Мы уже знаем, когда и из-за чего началась дурная репутация Суворова в западной Европе; война 1799 года раздула эту славу до геркулесовых столбов нелепости. Суворов был страшен для Франции и иноземных сторонников французской революции, как не был страшен ни один полководец коалиции с самого начала революционных войн. Он олицетворял собою неприятельское вторжение и кровавую контрреволюцию, а ручательством в успехе гибельного для республики предприятия служило его дарование, гласно отрицаемое, но признаваемое с ужасом в глубине смущенной души. Да и как было не бояться этого скифа или гунна, когда два из лучших полководцев республики не могли отразить его ударов, а французские войска, семь лет победоносно противостоявшие образцовым европейским армиям, были им раз за разом побиваемы наголову? При таких условиях всякие выдумки и пасквили насчет Суворова представляются для того времени естественными и понятными; логичность этой ненависти подкрепляется еще диаметрально-противоположными революционным идеям правительственными принципами Императора Павла и малою культурою, интеллектуальною и материальною, той отдаленной страны, откуда появились грозные полчища для разрушения дела, вовсе до них не касающегося. Но затем, когда острая пора миновала, настоящее сделалось прошедшим и перешло в область истории, угол зрения должен бы был измениться. Если мы этого еще не дождались, и о Суворове сохраняются в западных литературах неверные понятия, то причин тому много: оскорбленная национальная гордость; издавна усвоенная точка зрения на Россию и на все русское; слишком поверхностное знакомство с оригинальною личностью Суворова, о которой и в России имеются лишь смутные понятия; своеобразные свойства его военного дарования; наконец, едва ли не больше всего, его чудачество. О последнем будет говориться подробнее впоследствии.
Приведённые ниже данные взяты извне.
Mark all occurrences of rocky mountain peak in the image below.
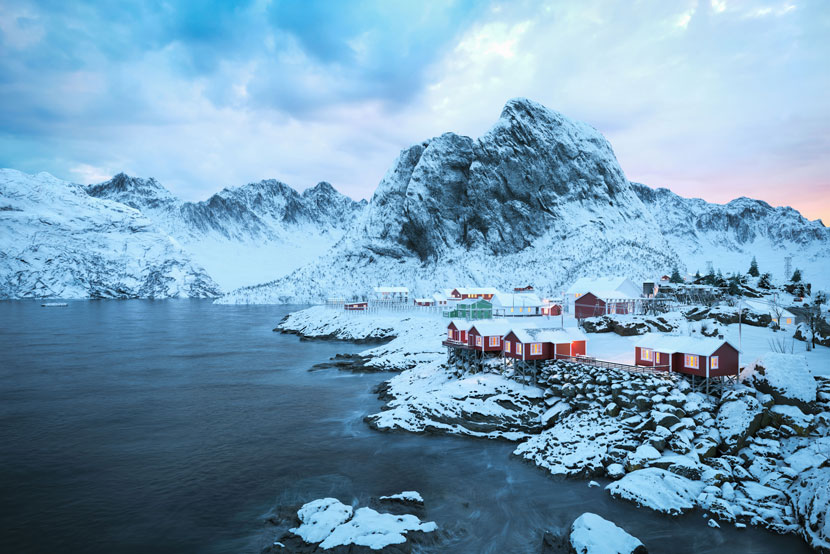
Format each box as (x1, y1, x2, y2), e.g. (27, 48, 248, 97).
(87, 173, 179, 212)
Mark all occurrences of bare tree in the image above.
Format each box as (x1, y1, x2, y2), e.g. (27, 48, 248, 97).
(769, 295, 783, 331)
(768, 336, 795, 354)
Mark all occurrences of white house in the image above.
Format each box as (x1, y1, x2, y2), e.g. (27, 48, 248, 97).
(745, 299, 797, 329)
(372, 286, 409, 303)
(565, 276, 642, 313)
(491, 292, 544, 317)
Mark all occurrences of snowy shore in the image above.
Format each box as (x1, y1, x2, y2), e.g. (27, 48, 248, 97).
(277, 306, 830, 551)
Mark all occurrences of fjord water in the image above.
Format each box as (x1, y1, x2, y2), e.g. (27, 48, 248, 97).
(0, 301, 810, 553)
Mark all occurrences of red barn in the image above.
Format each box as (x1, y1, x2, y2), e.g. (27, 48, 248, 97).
(574, 292, 637, 319)
(634, 334, 739, 377)
(344, 302, 368, 311)
(502, 327, 588, 361)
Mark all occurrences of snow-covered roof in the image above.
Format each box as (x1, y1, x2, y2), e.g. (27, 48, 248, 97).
(566, 276, 641, 298)
(452, 286, 499, 295)
(491, 292, 543, 308)
(373, 286, 409, 293)
(447, 319, 471, 330)
(509, 326, 587, 344)
(413, 297, 433, 303)
(457, 297, 492, 306)
(468, 320, 512, 337)
(432, 292, 447, 301)
(587, 290, 639, 301)
(635, 333, 737, 356)
(744, 299, 795, 318)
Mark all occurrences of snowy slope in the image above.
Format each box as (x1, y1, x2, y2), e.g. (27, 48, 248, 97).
(0, 169, 219, 299)
(632, 183, 830, 288)
(219, 98, 682, 304)
(87, 174, 366, 289)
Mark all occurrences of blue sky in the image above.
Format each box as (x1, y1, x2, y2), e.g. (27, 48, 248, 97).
(1, 0, 828, 221)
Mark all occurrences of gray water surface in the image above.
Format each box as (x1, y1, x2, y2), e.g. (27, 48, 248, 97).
(0, 300, 812, 553)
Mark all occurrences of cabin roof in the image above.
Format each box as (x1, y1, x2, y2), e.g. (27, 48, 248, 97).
(635, 333, 737, 356)
(566, 276, 640, 297)
(580, 290, 639, 302)
(509, 326, 587, 344)
(452, 286, 499, 295)
(468, 320, 512, 336)
(491, 292, 543, 308)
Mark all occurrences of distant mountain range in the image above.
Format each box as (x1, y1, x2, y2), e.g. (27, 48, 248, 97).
(1, 98, 827, 300)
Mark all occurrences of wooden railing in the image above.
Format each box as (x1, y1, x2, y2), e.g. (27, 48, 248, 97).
(553, 354, 670, 375)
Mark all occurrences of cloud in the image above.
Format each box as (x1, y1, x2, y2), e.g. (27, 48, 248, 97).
(0, 0, 828, 222)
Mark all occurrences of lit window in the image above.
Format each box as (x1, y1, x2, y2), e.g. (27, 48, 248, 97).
(655, 352, 661, 363)
(519, 307, 523, 312)
(530, 343, 542, 355)
(516, 343, 523, 355)
(711, 356, 719, 369)
(786, 318, 792, 325)
(476, 336, 483, 347)
(642, 348, 653, 361)
(510, 307, 514, 312)
(448, 330, 452, 339)
(505, 341, 511, 353)
(489, 336, 500, 347)
(685, 354, 699, 369)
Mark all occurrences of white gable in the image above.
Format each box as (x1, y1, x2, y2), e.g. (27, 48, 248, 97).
(566, 276, 641, 299)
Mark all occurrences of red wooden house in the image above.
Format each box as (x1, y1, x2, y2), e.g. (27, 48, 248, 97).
(467, 321, 512, 352)
(445, 320, 470, 344)
(574, 291, 637, 319)
(634, 334, 739, 377)
(502, 327, 588, 361)
(541, 304, 562, 316)
(344, 301, 368, 311)
(449, 287, 498, 301)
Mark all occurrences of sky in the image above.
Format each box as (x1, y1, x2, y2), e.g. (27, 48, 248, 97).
(1, 0, 828, 222)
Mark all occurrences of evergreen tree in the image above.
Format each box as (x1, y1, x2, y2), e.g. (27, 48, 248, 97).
(727, 275, 741, 296)
(792, 268, 802, 282)
(748, 256, 759, 277)
(704, 268, 716, 286)
(694, 269, 701, 280)
(670, 266, 683, 283)
(758, 272, 773, 289)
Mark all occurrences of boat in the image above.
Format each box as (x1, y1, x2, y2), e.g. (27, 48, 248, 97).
(41, 302, 69, 307)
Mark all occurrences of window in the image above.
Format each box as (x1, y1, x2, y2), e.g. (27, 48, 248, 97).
(476, 335, 483, 347)
(684, 354, 699, 369)
(448, 329, 453, 339)
(786, 318, 792, 325)
(710, 356, 719, 370)
(460, 331, 466, 342)
(516, 343, 523, 356)
(530, 343, 542, 355)
(642, 348, 653, 361)
(489, 336, 500, 347)
(510, 307, 514, 313)
(655, 352, 661, 364)
(519, 307, 523, 312)
(505, 341, 511, 353)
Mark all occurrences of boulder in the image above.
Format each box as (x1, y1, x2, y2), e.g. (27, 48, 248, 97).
(715, 394, 763, 454)
(606, 468, 705, 515)
(569, 512, 647, 554)
(743, 353, 817, 412)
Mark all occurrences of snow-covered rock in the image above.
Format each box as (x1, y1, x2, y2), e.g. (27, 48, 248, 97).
(379, 491, 424, 505)
(0, 169, 219, 299)
(569, 512, 647, 554)
(288, 498, 437, 551)
(715, 390, 764, 454)
(790, 468, 830, 551)
(606, 468, 705, 515)
(743, 353, 817, 411)
(514, 410, 632, 477)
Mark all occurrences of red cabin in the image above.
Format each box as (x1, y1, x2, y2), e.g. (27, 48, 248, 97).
(502, 327, 588, 361)
(445, 320, 469, 344)
(634, 334, 739, 376)
(467, 321, 512, 352)
(541, 304, 562, 316)
(574, 292, 636, 319)
(449, 287, 498, 301)
(344, 302, 368, 311)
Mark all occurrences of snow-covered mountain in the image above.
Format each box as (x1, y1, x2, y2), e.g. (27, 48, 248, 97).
(218, 98, 686, 304)
(632, 184, 830, 286)
(0, 169, 219, 299)
(86, 174, 366, 290)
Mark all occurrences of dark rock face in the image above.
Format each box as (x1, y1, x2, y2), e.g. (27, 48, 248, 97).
(362, 98, 647, 261)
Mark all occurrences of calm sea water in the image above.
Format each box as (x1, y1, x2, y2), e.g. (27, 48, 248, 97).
(0, 300, 812, 553)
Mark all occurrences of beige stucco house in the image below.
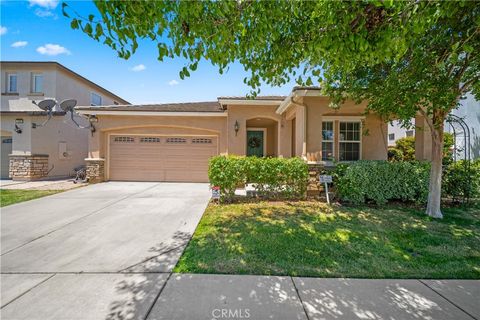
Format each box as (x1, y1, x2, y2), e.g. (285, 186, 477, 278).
(77, 87, 388, 183)
(1, 61, 129, 180)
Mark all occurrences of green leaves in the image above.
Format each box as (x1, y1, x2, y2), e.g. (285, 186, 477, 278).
(208, 156, 308, 202)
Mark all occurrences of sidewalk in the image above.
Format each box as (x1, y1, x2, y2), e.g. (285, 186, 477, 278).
(2, 273, 478, 320)
(0, 179, 84, 191)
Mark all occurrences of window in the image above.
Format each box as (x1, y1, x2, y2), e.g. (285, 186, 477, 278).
(32, 73, 43, 93)
(406, 130, 414, 137)
(7, 73, 17, 93)
(339, 122, 361, 161)
(91, 93, 102, 106)
(192, 138, 213, 144)
(166, 137, 187, 144)
(388, 133, 395, 141)
(321, 121, 334, 161)
(113, 136, 135, 143)
(140, 137, 160, 143)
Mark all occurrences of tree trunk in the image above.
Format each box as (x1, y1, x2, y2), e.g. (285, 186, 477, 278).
(426, 122, 444, 218)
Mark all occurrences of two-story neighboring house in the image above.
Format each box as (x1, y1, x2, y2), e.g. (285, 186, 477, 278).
(388, 93, 480, 159)
(1, 61, 129, 180)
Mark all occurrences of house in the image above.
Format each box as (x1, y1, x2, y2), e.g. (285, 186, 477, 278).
(388, 93, 480, 159)
(1, 61, 129, 180)
(76, 86, 387, 183)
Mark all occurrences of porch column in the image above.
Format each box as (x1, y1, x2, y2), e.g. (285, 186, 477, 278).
(295, 105, 307, 158)
(415, 114, 432, 161)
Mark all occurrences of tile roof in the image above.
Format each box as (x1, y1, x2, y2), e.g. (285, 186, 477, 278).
(76, 101, 224, 112)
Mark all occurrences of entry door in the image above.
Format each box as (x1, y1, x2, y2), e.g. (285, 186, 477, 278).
(246, 130, 265, 157)
(1, 136, 12, 178)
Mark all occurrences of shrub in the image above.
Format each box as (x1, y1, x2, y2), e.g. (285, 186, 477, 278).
(395, 137, 416, 161)
(334, 160, 431, 205)
(442, 159, 480, 202)
(387, 147, 404, 162)
(208, 155, 308, 202)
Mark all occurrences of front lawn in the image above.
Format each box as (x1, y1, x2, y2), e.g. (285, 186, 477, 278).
(0, 189, 63, 207)
(175, 201, 480, 279)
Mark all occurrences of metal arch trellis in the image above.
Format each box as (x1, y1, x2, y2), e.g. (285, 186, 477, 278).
(445, 114, 471, 204)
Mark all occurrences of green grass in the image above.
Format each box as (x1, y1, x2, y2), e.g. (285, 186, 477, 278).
(175, 201, 480, 279)
(0, 189, 63, 207)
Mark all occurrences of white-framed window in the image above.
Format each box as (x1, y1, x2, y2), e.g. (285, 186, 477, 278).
(91, 92, 102, 106)
(321, 121, 334, 161)
(388, 133, 395, 141)
(339, 121, 361, 161)
(7, 73, 17, 93)
(406, 130, 414, 137)
(31, 73, 43, 93)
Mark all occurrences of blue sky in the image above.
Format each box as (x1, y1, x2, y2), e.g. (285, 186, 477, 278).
(1, 0, 296, 104)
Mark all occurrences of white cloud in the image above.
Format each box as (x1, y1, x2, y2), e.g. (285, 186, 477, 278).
(131, 64, 146, 72)
(34, 8, 56, 18)
(11, 41, 28, 48)
(28, 0, 59, 9)
(36, 43, 71, 56)
(0, 26, 7, 36)
(168, 80, 179, 86)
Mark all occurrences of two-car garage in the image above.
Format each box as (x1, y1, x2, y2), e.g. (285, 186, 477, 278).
(77, 102, 227, 183)
(108, 134, 218, 182)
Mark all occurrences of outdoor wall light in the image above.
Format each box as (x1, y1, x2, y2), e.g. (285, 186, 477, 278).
(234, 120, 240, 136)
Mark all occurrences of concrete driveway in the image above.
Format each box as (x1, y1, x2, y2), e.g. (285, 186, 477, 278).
(1, 182, 210, 319)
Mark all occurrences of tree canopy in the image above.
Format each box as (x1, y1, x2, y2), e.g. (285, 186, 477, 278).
(64, 0, 480, 217)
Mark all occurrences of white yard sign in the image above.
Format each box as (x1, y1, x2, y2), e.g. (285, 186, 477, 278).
(319, 175, 333, 204)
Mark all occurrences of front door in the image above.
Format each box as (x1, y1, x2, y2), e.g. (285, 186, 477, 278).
(246, 130, 265, 157)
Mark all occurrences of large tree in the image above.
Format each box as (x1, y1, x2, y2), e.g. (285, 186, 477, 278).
(64, 0, 479, 218)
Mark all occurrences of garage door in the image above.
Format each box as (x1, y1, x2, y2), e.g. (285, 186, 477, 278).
(1, 136, 12, 179)
(109, 135, 217, 182)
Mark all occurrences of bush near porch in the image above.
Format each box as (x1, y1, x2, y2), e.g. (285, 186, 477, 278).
(208, 155, 308, 202)
(334, 160, 480, 205)
(334, 161, 431, 205)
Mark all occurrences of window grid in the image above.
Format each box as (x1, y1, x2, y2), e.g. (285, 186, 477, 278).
(339, 121, 361, 161)
(321, 121, 334, 161)
(192, 138, 213, 144)
(166, 137, 187, 144)
(388, 133, 395, 141)
(114, 136, 135, 143)
(140, 137, 161, 143)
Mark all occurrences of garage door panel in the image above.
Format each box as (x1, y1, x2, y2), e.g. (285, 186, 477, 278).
(109, 135, 216, 182)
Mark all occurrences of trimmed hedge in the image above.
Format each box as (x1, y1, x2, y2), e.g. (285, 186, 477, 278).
(208, 156, 308, 201)
(335, 161, 431, 205)
(443, 159, 480, 202)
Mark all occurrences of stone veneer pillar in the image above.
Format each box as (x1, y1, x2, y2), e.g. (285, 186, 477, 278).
(9, 154, 49, 181)
(85, 158, 105, 183)
(307, 163, 324, 198)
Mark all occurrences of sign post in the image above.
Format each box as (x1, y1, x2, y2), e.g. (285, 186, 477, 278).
(319, 175, 333, 204)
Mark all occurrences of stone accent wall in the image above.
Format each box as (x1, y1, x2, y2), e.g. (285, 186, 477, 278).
(9, 154, 49, 181)
(307, 163, 325, 198)
(85, 158, 105, 183)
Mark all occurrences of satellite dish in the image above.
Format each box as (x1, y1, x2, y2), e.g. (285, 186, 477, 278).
(59, 99, 77, 112)
(37, 99, 56, 112)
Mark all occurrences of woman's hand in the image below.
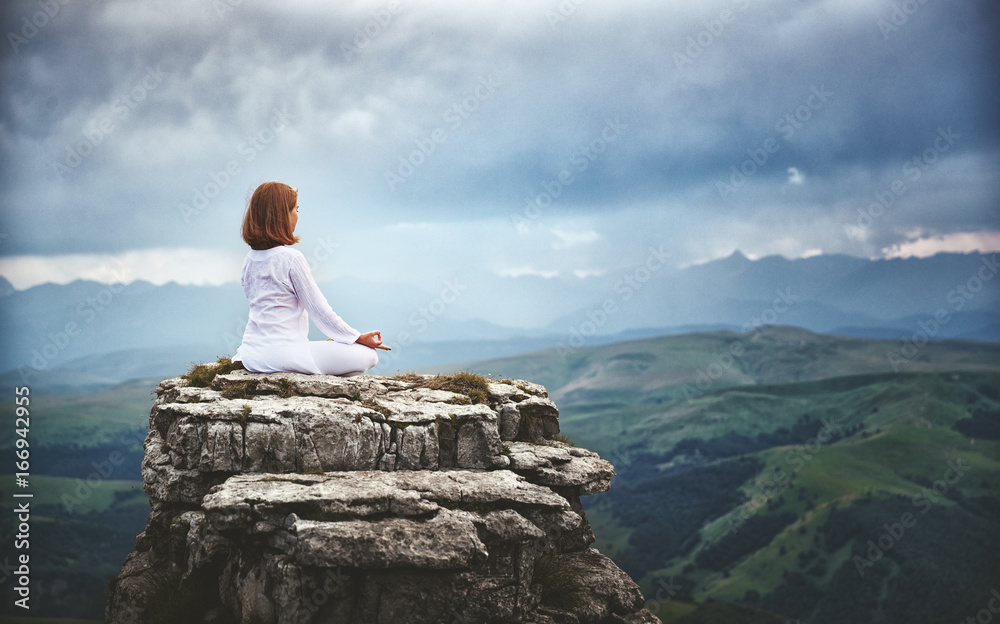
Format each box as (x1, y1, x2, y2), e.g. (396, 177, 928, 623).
(354, 331, 391, 351)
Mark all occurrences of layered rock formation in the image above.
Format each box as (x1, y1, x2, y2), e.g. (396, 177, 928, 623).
(106, 368, 661, 624)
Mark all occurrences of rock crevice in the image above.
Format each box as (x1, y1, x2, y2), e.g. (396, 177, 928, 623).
(107, 370, 661, 624)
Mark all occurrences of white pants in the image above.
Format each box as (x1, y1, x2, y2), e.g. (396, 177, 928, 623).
(307, 340, 378, 377)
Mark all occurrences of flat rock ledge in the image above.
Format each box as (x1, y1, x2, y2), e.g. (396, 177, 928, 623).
(107, 370, 661, 624)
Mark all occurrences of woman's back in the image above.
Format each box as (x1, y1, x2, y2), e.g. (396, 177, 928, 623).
(233, 181, 388, 375)
(240, 246, 311, 345)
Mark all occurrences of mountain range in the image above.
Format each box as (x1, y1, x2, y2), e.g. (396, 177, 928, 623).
(1, 251, 997, 394)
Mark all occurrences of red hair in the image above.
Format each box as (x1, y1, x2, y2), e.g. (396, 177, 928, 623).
(241, 181, 300, 250)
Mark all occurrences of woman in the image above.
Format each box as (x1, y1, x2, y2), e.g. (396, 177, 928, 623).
(231, 181, 389, 376)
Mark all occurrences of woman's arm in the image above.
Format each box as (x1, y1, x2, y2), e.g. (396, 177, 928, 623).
(287, 252, 361, 344)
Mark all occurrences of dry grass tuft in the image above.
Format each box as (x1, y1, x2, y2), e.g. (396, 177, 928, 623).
(392, 370, 491, 404)
(182, 355, 245, 388)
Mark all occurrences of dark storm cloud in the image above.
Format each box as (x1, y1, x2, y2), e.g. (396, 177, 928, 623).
(0, 0, 997, 275)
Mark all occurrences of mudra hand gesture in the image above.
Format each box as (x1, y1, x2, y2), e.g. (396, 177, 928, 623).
(333, 331, 390, 351)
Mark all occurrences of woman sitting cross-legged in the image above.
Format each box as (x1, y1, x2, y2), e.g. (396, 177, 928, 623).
(231, 181, 389, 376)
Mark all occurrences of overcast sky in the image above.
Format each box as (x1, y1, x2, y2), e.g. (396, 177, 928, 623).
(1, 0, 998, 297)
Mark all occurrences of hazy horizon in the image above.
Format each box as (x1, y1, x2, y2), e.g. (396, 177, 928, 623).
(1, 0, 998, 306)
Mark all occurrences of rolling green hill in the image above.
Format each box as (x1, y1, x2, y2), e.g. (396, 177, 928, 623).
(0, 380, 157, 620)
(436, 326, 1000, 406)
(2, 327, 997, 622)
(437, 327, 1000, 623)
(0, 477, 147, 620)
(584, 375, 1000, 623)
(7, 377, 158, 448)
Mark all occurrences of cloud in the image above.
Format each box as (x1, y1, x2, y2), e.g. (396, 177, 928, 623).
(0, 247, 242, 289)
(0, 0, 997, 314)
(881, 231, 1000, 259)
(496, 267, 560, 280)
(551, 228, 600, 250)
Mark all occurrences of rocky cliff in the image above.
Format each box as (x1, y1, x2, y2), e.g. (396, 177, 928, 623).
(106, 366, 662, 624)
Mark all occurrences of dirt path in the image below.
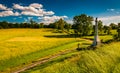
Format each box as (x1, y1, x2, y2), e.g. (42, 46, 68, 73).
(12, 49, 75, 73)
(12, 38, 92, 73)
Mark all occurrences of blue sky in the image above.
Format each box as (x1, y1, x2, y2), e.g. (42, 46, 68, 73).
(0, 0, 120, 25)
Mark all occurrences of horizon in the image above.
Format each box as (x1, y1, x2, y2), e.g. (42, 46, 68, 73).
(0, 0, 120, 25)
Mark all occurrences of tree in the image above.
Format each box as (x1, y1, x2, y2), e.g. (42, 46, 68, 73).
(98, 20, 103, 35)
(57, 18, 65, 30)
(103, 25, 111, 35)
(73, 14, 93, 36)
(39, 23, 44, 28)
(117, 23, 120, 40)
(0, 21, 9, 28)
(29, 19, 38, 28)
(103, 25, 107, 34)
(64, 22, 71, 32)
(110, 23, 117, 29)
(54, 21, 59, 29)
(107, 26, 111, 35)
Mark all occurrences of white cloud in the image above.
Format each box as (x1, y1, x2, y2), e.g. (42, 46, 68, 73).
(30, 3, 43, 9)
(42, 15, 68, 24)
(0, 3, 68, 24)
(14, 12, 20, 16)
(66, 20, 73, 24)
(21, 11, 43, 16)
(0, 10, 20, 17)
(0, 4, 12, 10)
(99, 15, 120, 25)
(43, 11, 54, 15)
(13, 3, 54, 16)
(43, 15, 68, 21)
(13, 4, 38, 13)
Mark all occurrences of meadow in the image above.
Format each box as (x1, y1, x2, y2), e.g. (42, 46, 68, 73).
(0, 28, 118, 73)
(24, 42, 120, 73)
(0, 28, 92, 72)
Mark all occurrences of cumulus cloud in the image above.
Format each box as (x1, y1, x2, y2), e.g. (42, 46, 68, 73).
(42, 15, 68, 24)
(13, 3, 54, 16)
(13, 4, 38, 13)
(30, 3, 43, 9)
(14, 12, 20, 16)
(0, 3, 68, 24)
(0, 4, 11, 10)
(43, 11, 54, 15)
(99, 15, 120, 25)
(0, 10, 20, 17)
(43, 15, 68, 20)
(66, 20, 73, 24)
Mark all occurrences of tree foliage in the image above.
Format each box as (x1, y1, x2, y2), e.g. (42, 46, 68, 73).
(73, 14, 93, 36)
(110, 23, 118, 29)
(98, 20, 103, 35)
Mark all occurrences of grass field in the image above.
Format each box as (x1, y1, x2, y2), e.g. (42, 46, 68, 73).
(0, 28, 92, 72)
(24, 42, 120, 73)
(0, 28, 118, 73)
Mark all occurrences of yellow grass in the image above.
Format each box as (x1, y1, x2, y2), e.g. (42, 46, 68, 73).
(0, 29, 76, 60)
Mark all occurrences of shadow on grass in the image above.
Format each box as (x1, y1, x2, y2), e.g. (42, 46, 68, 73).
(44, 34, 82, 38)
(82, 38, 94, 41)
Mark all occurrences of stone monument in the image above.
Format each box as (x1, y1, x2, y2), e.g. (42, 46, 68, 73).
(92, 17, 101, 46)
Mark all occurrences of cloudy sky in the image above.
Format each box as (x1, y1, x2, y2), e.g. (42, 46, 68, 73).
(0, 0, 120, 25)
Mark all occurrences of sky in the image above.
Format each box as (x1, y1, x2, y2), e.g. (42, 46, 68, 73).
(0, 0, 120, 25)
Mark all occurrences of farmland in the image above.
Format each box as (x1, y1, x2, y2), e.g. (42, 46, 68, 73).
(24, 42, 120, 73)
(0, 28, 119, 73)
(0, 0, 120, 73)
(0, 28, 92, 72)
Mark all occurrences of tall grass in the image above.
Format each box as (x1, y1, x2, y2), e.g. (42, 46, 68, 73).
(0, 29, 92, 72)
(27, 42, 120, 73)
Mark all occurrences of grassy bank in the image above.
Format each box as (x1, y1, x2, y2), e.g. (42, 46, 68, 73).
(0, 29, 92, 72)
(25, 42, 120, 73)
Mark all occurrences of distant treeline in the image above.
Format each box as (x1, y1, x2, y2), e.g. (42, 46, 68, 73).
(0, 14, 120, 37)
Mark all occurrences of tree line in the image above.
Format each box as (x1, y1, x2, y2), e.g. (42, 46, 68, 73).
(0, 14, 120, 39)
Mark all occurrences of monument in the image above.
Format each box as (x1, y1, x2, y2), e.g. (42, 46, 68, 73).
(92, 17, 101, 46)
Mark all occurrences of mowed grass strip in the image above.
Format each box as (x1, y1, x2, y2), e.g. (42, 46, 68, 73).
(27, 42, 120, 73)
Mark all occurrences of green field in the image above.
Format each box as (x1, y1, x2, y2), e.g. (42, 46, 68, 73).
(0, 29, 92, 72)
(24, 42, 120, 73)
(0, 28, 119, 73)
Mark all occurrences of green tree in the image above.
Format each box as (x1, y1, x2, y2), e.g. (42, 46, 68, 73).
(64, 23, 71, 32)
(98, 20, 103, 35)
(107, 26, 111, 35)
(0, 21, 9, 29)
(117, 23, 120, 40)
(73, 14, 93, 36)
(29, 19, 38, 28)
(57, 18, 65, 30)
(110, 23, 117, 29)
(39, 23, 44, 28)
(54, 21, 59, 29)
(103, 25, 111, 35)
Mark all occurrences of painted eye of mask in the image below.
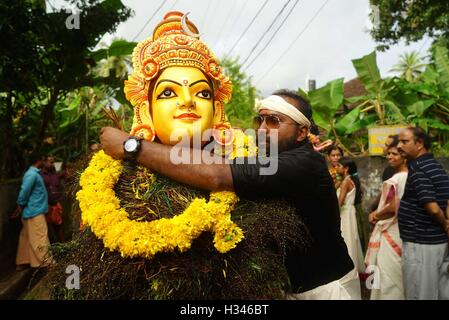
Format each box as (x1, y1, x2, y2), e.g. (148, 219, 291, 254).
(158, 89, 176, 99)
(196, 90, 211, 99)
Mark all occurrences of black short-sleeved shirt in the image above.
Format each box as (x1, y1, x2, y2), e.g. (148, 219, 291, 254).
(230, 141, 354, 293)
(398, 153, 449, 244)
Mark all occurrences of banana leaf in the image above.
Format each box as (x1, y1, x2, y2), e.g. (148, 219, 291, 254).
(346, 114, 378, 135)
(423, 118, 449, 131)
(407, 99, 434, 118)
(335, 106, 361, 135)
(384, 100, 406, 123)
(352, 51, 382, 94)
(308, 78, 344, 128)
(434, 46, 449, 90)
(312, 109, 331, 132)
(420, 65, 439, 85)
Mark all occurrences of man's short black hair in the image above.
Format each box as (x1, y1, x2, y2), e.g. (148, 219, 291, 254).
(407, 126, 432, 149)
(272, 89, 312, 120)
(44, 154, 54, 161)
(29, 153, 43, 165)
(310, 122, 320, 135)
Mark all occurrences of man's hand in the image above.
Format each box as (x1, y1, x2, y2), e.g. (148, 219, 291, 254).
(10, 205, 22, 219)
(445, 201, 449, 240)
(444, 219, 449, 236)
(368, 211, 378, 225)
(99, 127, 130, 160)
(446, 200, 449, 220)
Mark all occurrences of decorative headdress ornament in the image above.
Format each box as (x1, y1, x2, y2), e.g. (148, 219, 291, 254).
(124, 11, 233, 143)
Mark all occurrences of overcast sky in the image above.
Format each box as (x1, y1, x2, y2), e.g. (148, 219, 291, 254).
(55, 0, 432, 96)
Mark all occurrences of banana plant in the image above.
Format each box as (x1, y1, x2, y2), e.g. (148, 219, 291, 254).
(350, 51, 407, 125)
(307, 78, 377, 155)
(304, 48, 449, 155)
(308, 78, 344, 133)
(388, 46, 449, 133)
(52, 86, 113, 161)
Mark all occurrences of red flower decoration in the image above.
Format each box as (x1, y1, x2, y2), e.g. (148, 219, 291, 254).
(213, 124, 234, 146)
(141, 58, 159, 80)
(206, 59, 221, 80)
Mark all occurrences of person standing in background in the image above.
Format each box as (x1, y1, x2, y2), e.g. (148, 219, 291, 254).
(368, 135, 398, 213)
(13, 154, 53, 270)
(334, 156, 364, 299)
(397, 127, 449, 300)
(42, 155, 64, 243)
(327, 145, 344, 189)
(365, 136, 408, 300)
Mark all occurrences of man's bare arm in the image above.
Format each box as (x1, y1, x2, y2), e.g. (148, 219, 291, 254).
(100, 127, 234, 191)
(137, 140, 234, 191)
(424, 202, 449, 232)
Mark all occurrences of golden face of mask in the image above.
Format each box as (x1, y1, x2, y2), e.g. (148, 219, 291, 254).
(151, 67, 215, 146)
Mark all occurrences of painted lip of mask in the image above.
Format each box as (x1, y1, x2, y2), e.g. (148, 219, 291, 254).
(173, 113, 202, 121)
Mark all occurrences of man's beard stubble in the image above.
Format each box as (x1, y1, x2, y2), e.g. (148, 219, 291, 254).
(259, 134, 298, 156)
Дабы показать, какого рода сведения о Суворове, вращавшиеся во время последней его войны, перешли в литературу, несмотря на очевидную их нелепость, достаточен будет один пример. Генуэзский антиреволюционный комитет будто бы обещал Суворову 7 миллионов франков, в виде содействия для изгнания Французов из Ривьеры, и фельдмаршал отвечал комитету письмом. Довольно привести заголовок этого письма: "Возвышеннейший, могущественнейший, превосходительнейший господин, граф Суворов, слуга Божий и угодника его Николая чудотворца, кавалер орденов Тигра, Скорпиона, Барса и св. Александра Невского, главнокомандующий австро-русскими войсками в четырех частях света, в странах австралийских и иных, если какие существуют, поборник царей, разрушитель республик, архимандрит и епископ греческой церкви, представитель четырех орденов римского исповедания, архикатолик и прочая, и прочая, и прочая" 10. Очевидно, письмо есть просто карикатура на Суворова и на издаваемые под монархическим правлением документы, а появление этого выдуманного послания в одном из современных французских журналов объясняется революционными тенденциями. Но остается не вразумительным, каким образом эта карикатура была принята за чистую монету и попала в мемуары правительственного лица, изданные четвертью столетия позже?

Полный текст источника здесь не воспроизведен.